Do you have the preamp's that are supposed to go with the PR-2100's. Those are custom modified. The original PR-2100 did not have knobs on the front, the PR-2100 type II had the frequency adjustment knobs on the front. They also did not have RCA inputs, it was a single 5 pin DIN. The PR-2100 was basically two PR-250 housed together in one chassis designed to be bi-amped. Way ahead of their time, there were only maybe two cassette decks that were preamps only when the 2100 came out. The Alpine 7307 and the Pioneer KEX-20 or KEX-9500. I had to take my Jensen R410 Cassette deck (one of the best at the time) to a tech to have the supplied 5 pin din soldered to the preamp section.

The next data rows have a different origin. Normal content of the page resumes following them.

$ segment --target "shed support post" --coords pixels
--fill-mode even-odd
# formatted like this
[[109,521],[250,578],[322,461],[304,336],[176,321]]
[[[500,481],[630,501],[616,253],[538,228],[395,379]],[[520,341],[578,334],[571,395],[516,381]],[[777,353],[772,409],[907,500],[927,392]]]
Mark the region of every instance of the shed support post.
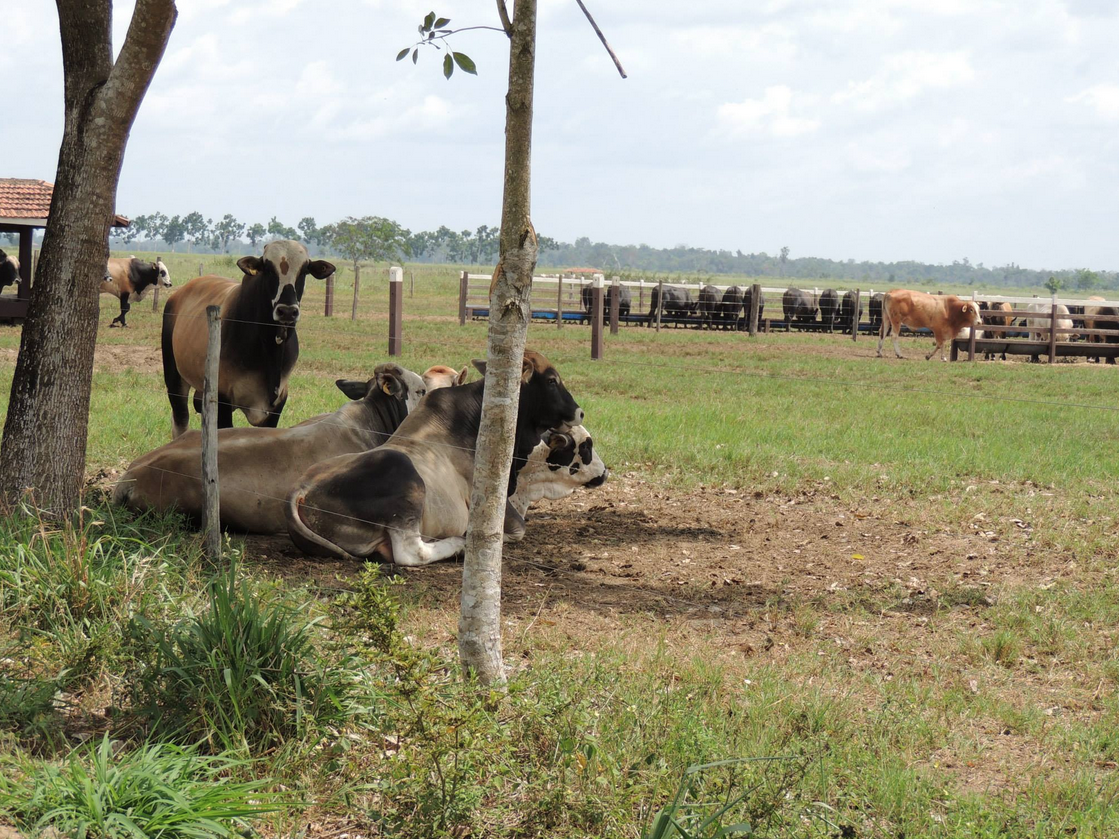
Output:
[[31,280],[33,277],[31,269],[35,267],[31,264],[34,261],[31,256],[31,240],[34,237],[35,231],[30,227],[24,227],[19,231],[19,289],[16,291],[17,300],[31,299]]
[[751,338],[758,336],[758,313],[762,307],[762,284],[754,283],[750,286],[750,315],[747,321],[747,329],[750,332]]
[[400,355],[404,344],[404,269],[389,268],[389,355]]
[[206,369],[202,382],[202,528],[206,554],[221,557],[221,496],[218,491],[218,360],[221,306],[206,307]]
[[863,305],[863,292],[862,289],[855,289],[855,311],[851,312],[851,342],[859,340],[859,314],[862,311]]
[[602,360],[602,274],[595,274],[591,280],[591,358],[595,361]]
[[326,304],[323,306],[323,317],[334,317],[334,272],[326,278]]
[[556,329],[563,326],[563,274],[556,280]]
[[[976,300],[974,291],[971,293],[971,302],[975,303],[976,306],[979,305],[978,301]],[[955,339],[953,339],[953,340],[955,340]],[[969,327],[968,331],[967,331],[967,360],[968,361],[975,361],[975,327],[974,326]]]
[[470,293],[470,275],[465,271],[458,279],[458,325],[466,325],[466,295]]
[[657,283],[657,332],[661,331],[661,312],[664,311],[664,280]]
[[1057,360],[1057,292],[1053,292],[1053,302],[1049,307],[1049,363]]
[[610,279],[610,334],[618,334],[618,319],[622,310],[622,286],[617,277]]

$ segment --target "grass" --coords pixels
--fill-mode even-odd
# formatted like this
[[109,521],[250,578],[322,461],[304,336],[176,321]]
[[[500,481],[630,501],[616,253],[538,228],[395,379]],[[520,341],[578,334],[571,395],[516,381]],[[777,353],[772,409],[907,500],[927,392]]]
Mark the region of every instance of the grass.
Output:
[[[198,261],[171,257],[172,277]],[[484,325],[455,318],[457,269],[407,270],[402,363],[480,356]],[[334,379],[385,360],[378,271],[363,271],[356,321],[346,269],[330,322],[309,285],[282,424],[334,410]],[[140,304],[130,330],[110,331],[113,303],[91,476],[169,432],[158,318]],[[0,410],[18,341],[0,328]],[[497,697],[462,681],[455,603],[425,574],[317,576],[236,538],[238,571],[214,569],[178,518],[124,518],[94,490],[72,526],[0,520],[0,823],[32,832],[54,813],[89,836],[127,829],[124,813],[169,836],[1119,831],[1114,371],[895,362],[839,336],[627,328],[602,362],[585,327],[534,324],[530,343],[616,475],[666,496],[725,487],[871,511],[920,530],[922,556],[982,531],[991,556],[931,565],[922,584],[938,591],[920,595],[901,555],[849,591],[775,584],[740,619],[748,649],[686,616],[553,604],[542,576],[539,605],[507,616]],[[789,759],[748,760],[769,757]]]

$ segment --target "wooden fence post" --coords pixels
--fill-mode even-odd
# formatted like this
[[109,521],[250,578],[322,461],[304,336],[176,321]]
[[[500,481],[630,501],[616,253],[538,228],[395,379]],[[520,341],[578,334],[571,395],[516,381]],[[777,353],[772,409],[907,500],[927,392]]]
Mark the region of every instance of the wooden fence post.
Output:
[[617,277],[611,277],[610,288],[610,334],[617,335],[622,310],[622,286]]
[[[979,301],[976,299],[974,291],[971,293],[971,302],[974,303],[976,306],[979,305]],[[953,338],[952,340],[954,341],[956,339]],[[968,327],[968,331],[967,331],[967,360],[968,361],[975,361],[975,327],[974,326]]]
[[415,297],[415,296],[416,296],[416,272],[415,271],[409,271],[408,272],[408,297],[411,298],[411,297]]
[[221,496],[218,491],[218,360],[221,306],[206,307],[206,370],[202,382],[202,527],[206,554],[221,558]]
[[201,262],[199,262],[199,263],[198,263],[198,275],[197,275],[197,276],[201,277],[201,276],[202,276],[202,272],[203,272],[203,271],[205,271],[205,270],[206,270],[206,269],[205,269],[205,268],[203,267],[202,263],[201,263]]
[[851,312],[851,341],[854,343],[859,340],[859,310],[863,305],[863,293],[861,289],[855,289],[855,311]]
[[458,325],[466,325],[466,295],[470,293],[469,275],[463,271],[458,279]]
[[400,355],[404,343],[404,269],[389,268],[389,355]]
[[563,274],[556,280],[556,328],[563,326]]
[[354,305],[350,309],[350,320],[357,320],[357,293],[361,286],[361,265],[354,263]]
[[334,272],[326,278],[326,304],[323,306],[323,317],[334,317]]
[[657,332],[661,331],[662,311],[664,311],[664,280],[657,283]]
[[758,311],[762,305],[762,284],[754,283],[750,287],[750,319],[747,321],[747,328],[750,332],[751,338],[756,338],[758,335]]
[[591,280],[591,358],[595,361],[602,359],[602,285],[602,274],[595,274]]
[[1053,302],[1049,308],[1049,363],[1057,360],[1057,292],[1053,292]]

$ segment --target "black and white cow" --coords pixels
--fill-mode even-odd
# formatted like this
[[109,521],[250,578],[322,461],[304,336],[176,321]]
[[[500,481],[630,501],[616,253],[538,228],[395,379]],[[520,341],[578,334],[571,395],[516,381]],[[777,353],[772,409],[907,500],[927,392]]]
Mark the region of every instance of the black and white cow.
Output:
[[742,314],[742,289],[736,285],[732,285],[723,292],[723,299],[719,301],[719,308],[716,311],[716,319],[719,326],[723,329],[735,329],[738,326]]
[[233,425],[239,408],[250,425],[275,428],[288,398],[288,377],[299,358],[299,301],[310,275],[324,279],[334,266],[312,260],[299,242],[280,239],[263,256],[243,256],[241,282],[195,277],[176,289],[163,309],[163,380],[171,400],[172,437],[190,424],[187,398],[201,411],[206,365],[206,307],[221,306],[218,427]]
[[859,328],[859,321],[863,319],[862,296],[853,291],[848,291],[839,301],[839,324],[842,329],[849,330],[852,335]]
[[[484,370],[484,363],[475,364]],[[308,469],[288,501],[292,541],[312,554],[379,554],[407,566],[462,550],[484,387],[483,379],[433,391],[380,448]],[[583,410],[556,368],[526,350],[507,496],[516,493],[517,473],[544,434],[582,421]],[[506,532],[523,528],[524,519],[506,501]]]
[[781,295],[781,308],[785,315],[785,328],[794,320],[798,323],[813,323],[816,320],[816,303],[812,295],[799,288],[787,288]]
[[[652,294],[652,305],[649,309],[649,317],[646,321],[646,326],[652,326],[657,322],[657,308],[660,306],[660,287],[655,286]],[[674,285],[666,285],[664,287],[664,306],[661,308],[662,318],[686,318],[688,315],[695,312],[695,299],[692,293],[686,288],[679,288]]]
[[171,288],[171,275],[162,259],[147,262],[134,256],[109,257],[105,279],[101,282],[101,293],[120,299],[120,314],[113,318],[109,326],[128,326],[125,318],[132,304],[143,300],[148,290],[157,285]]
[[835,328],[835,318],[839,314],[839,292],[825,288],[820,292],[820,322],[831,332]]
[[[517,491],[509,496],[509,506],[523,519],[530,504],[564,498],[579,487],[602,486],[608,474],[586,428],[577,425],[569,431],[548,431],[517,475]],[[505,538],[516,542],[523,535],[521,528],[507,532]]]
[[19,282],[19,260],[0,250],[0,291]]
[[722,295],[713,285],[705,285],[699,290],[699,301],[696,303],[696,314],[699,315],[700,328],[715,328],[715,316],[719,311],[719,301]]

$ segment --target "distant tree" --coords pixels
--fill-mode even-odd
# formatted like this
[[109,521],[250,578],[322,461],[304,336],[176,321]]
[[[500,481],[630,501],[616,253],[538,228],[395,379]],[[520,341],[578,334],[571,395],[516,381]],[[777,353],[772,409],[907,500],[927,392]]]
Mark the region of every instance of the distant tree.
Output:
[[245,231],[245,235],[249,237],[249,244],[255,248],[256,243],[268,235],[268,229],[260,222],[257,222]]
[[183,220],[178,216],[171,216],[167,219],[167,223],[163,225],[160,238],[167,243],[171,252],[174,253],[175,244],[183,241],[184,236],[186,236],[186,225],[183,224]]
[[1076,272],[1076,287],[1080,291],[1091,291],[1100,284],[1100,275],[1088,268],[1080,268]]
[[[307,244],[321,245],[321,237],[319,235],[319,226],[315,224],[313,216],[304,216],[299,220],[299,234],[304,242]],[[294,238],[294,237],[293,237]]]
[[237,221],[232,214],[226,213],[221,221],[214,225],[210,243],[214,250],[229,253],[229,243],[234,239],[240,239],[244,232],[245,225]]
[[271,221],[268,222],[268,235],[272,237],[272,241],[276,239],[298,239],[299,231],[293,227],[288,227],[275,216],[272,216]]
[[183,216],[183,235],[187,238],[187,253],[194,245],[205,242],[210,238],[210,225],[212,219],[203,218],[202,213],[195,210]]
[[1056,294],[1061,290],[1063,283],[1056,277],[1050,277],[1045,281],[1045,287],[1049,290],[1050,294]]
[[167,229],[170,219],[163,213],[155,212],[148,216],[147,228],[144,230],[144,240],[147,242],[163,238],[163,231]]

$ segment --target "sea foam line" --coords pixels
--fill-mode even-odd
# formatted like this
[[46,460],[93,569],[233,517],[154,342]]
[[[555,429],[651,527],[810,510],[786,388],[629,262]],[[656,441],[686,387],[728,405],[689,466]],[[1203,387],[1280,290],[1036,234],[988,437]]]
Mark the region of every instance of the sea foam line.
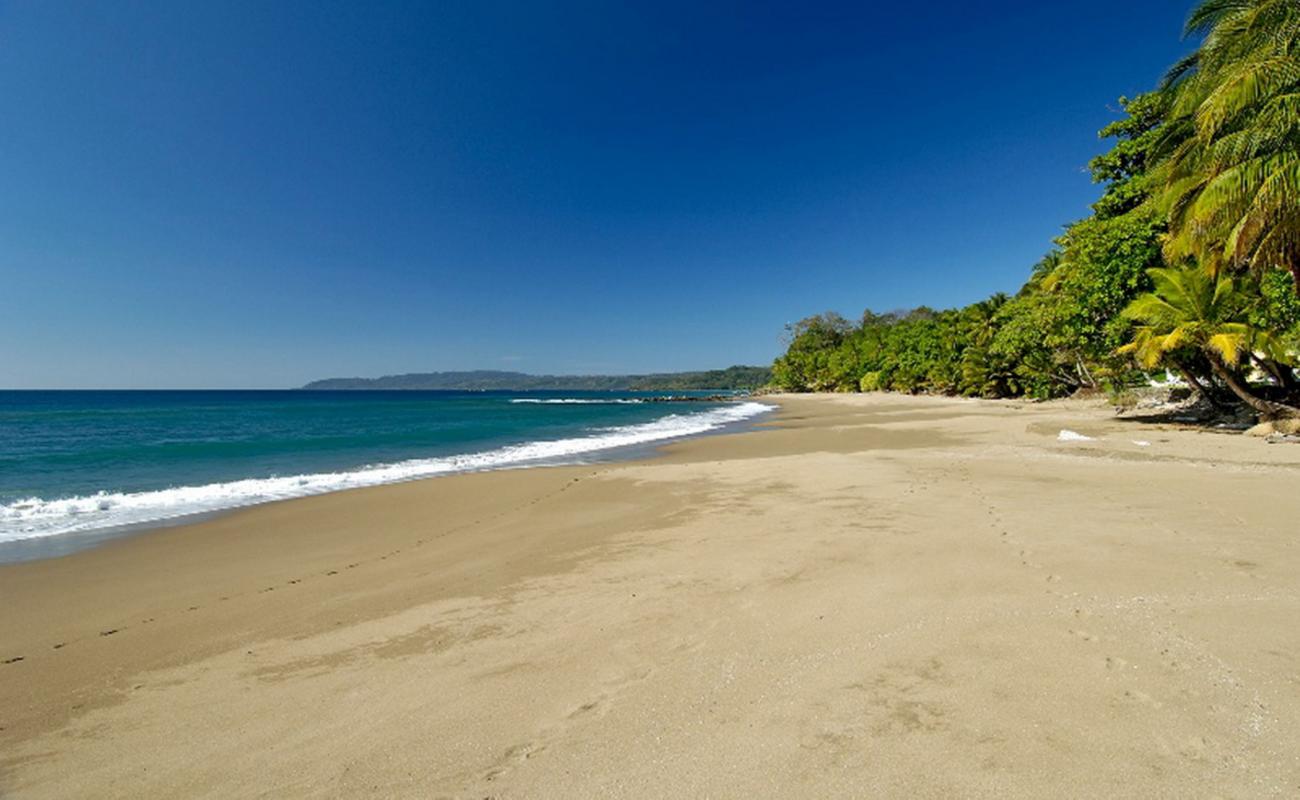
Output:
[[618,397],[602,400],[594,397],[516,397],[512,403],[529,403],[542,406],[612,406],[644,403],[635,397]]
[[669,414],[638,425],[602,428],[589,436],[526,442],[445,458],[410,459],[349,472],[249,478],[145,492],[99,492],[50,500],[32,497],[0,506],[0,542],[156,523],[190,514],[457,472],[558,463],[586,453],[707,433],[770,409],[762,403],[737,403],[692,414]]

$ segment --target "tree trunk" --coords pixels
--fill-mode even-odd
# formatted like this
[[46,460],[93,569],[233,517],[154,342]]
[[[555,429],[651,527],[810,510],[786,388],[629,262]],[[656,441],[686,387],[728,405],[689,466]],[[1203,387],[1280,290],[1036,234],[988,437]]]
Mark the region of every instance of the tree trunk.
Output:
[[1183,380],[1187,382],[1187,385],[1192,388],[1193,392],[1196,392],[1201,397],[1205,398],[1205,402],[1209,403],[1210,407],[1214,410],[1223,410],[1223,404],[1214,399],[1214,395],[1210,393],[1210,390],[1207,389],[1203,383],[1201,383],[1200,378],[1192,374],[1192,371],[1187,368],[1187,365],[1183,364],[1181,361],[1176,361],[1174,362],[1174,366],[1178,368],[1178,374],[1183,376]]
[[1277,419],[1279,417],[1300,417],[1300,408],[1274,403],[1265,400],[1262,397],[1256,397],[1232,374],[1231,370],[1219,363],[1219,359],[1213,355],[1209,356],[1210,368],[1214,374],[1219,376],[1219,380],[1228,385],[1232,393],[1241,398],[1241,402],[1250,406],[1260,413],[1265,419]]
[[1283,389],[1288,393],[1296,390],[1295,370],[1292,369],[1290,364],[1274,361],[1271,358],[1265,359],[1264,362],[1268,365],[1269,370],[1277,376],[1278,382]]
[[1296,385],[1295,373],[1292,371],[1290,365],[1274,361],[1271,358],[1260,358],[1254,353],[1251,353],[1250,358],[1255,362],[1257,367],[1273,379],[1278,388],[1282,390],[1284,397],[1295,394],[1298,387]]
[[1079,375],[1082,377],[1088,388],[1096,389],[1097,379],[1092,377],[1092,373],[1088,370],[1088,365],[1083,363],[1082,358],[1075,358],[1074,361],[1078,365]]
[[1282,371],[1278,369],[1275,362],[1266,358],[1260,358],[1254,353],[1250,354],[1250,360],[1255,362],[1255,366],[1259,368],[1259,371],[1267,375],[1273,383],[1276,383],[1281,388],[1286,387],[1286,383],[1282,378]]

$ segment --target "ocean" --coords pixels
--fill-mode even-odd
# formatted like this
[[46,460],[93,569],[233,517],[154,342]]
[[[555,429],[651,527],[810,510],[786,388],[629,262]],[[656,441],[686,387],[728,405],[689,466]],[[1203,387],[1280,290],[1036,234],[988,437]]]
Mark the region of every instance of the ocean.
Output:
[[0,560],[14,558],[8,544],[19,558],[36,540],[36,552],[65,552],[105,531],[272,500],[604,460],[744,425],[769,408],[646,402],[656,396],[0,391]]

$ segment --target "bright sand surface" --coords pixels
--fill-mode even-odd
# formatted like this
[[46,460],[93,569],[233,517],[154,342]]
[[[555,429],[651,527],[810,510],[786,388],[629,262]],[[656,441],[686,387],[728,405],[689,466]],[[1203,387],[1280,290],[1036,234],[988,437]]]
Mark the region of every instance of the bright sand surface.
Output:
[[0,795],[1300,795],[1300,447],[777,401],[0,567]]

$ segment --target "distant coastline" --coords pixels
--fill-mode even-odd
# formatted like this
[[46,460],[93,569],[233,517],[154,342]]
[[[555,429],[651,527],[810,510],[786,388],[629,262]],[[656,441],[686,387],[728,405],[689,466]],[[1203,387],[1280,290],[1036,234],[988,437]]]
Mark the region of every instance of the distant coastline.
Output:
[[696,372],[647,375],[529,375],[523,372],[472,370],[410,372],[379,378],[325,378],[303,386],[308,390],[411,389],[458,391],[604,391],[689,392],[754,390],[771,382],[769,367],[733,366]]

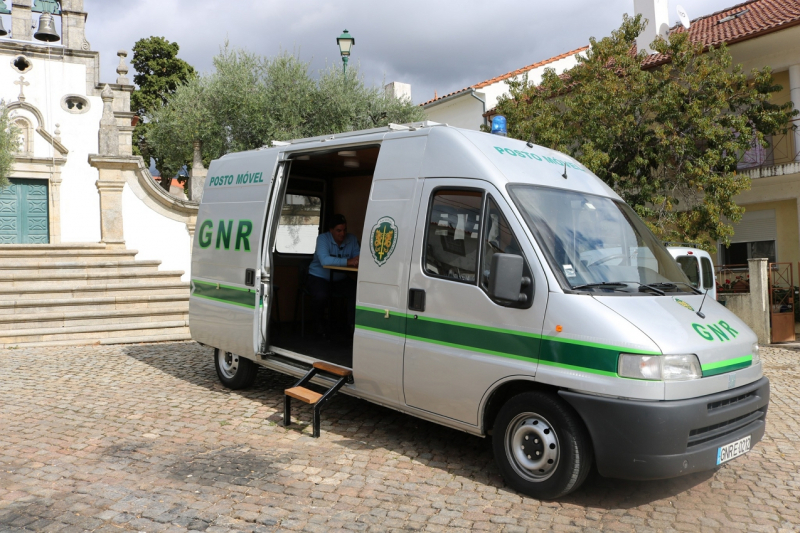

The matching Pioneer components the CD-5/CD-7 preamp equalizer and GM-120 were nice but the Fosgate easily trumped them.
I paid $472 for the PR-2100 back in like '79 - '80 and was the envy of many people back then. I had Jensen Triax II's 6x9's that were bi-ampable they were capable of handling the power in the doors of my truck and the 4" ones in the rear pillars.
The first time I heard a PR-2100 was in a '79 T/A 6.6 ***** Am the guy had a portable Nakamichi 250 cassette deck mounted on the armrest the preamp was mounted in the stock deck location (I loved the long tri-color LED power display) he had the Cerwin Vega CS-15 HED's in the rear deck and in place of the rear seat cushion's he had a pair of Klipsch Heresy's. It was unreal!
The only system at the time that would compete was the Alpine setup with the 7307 cassette, 3011 mini-EQ with the 3001 time delay and a pair of the 3002 50W + 50W power amps.
Nice collection of classics you have there. Another worthy mention from the same era was the Craig V503 which was a 36W x 36W (72W) amp and a cool backlit parametric equalizer with 4 adjustable knobs. Very nice sounding.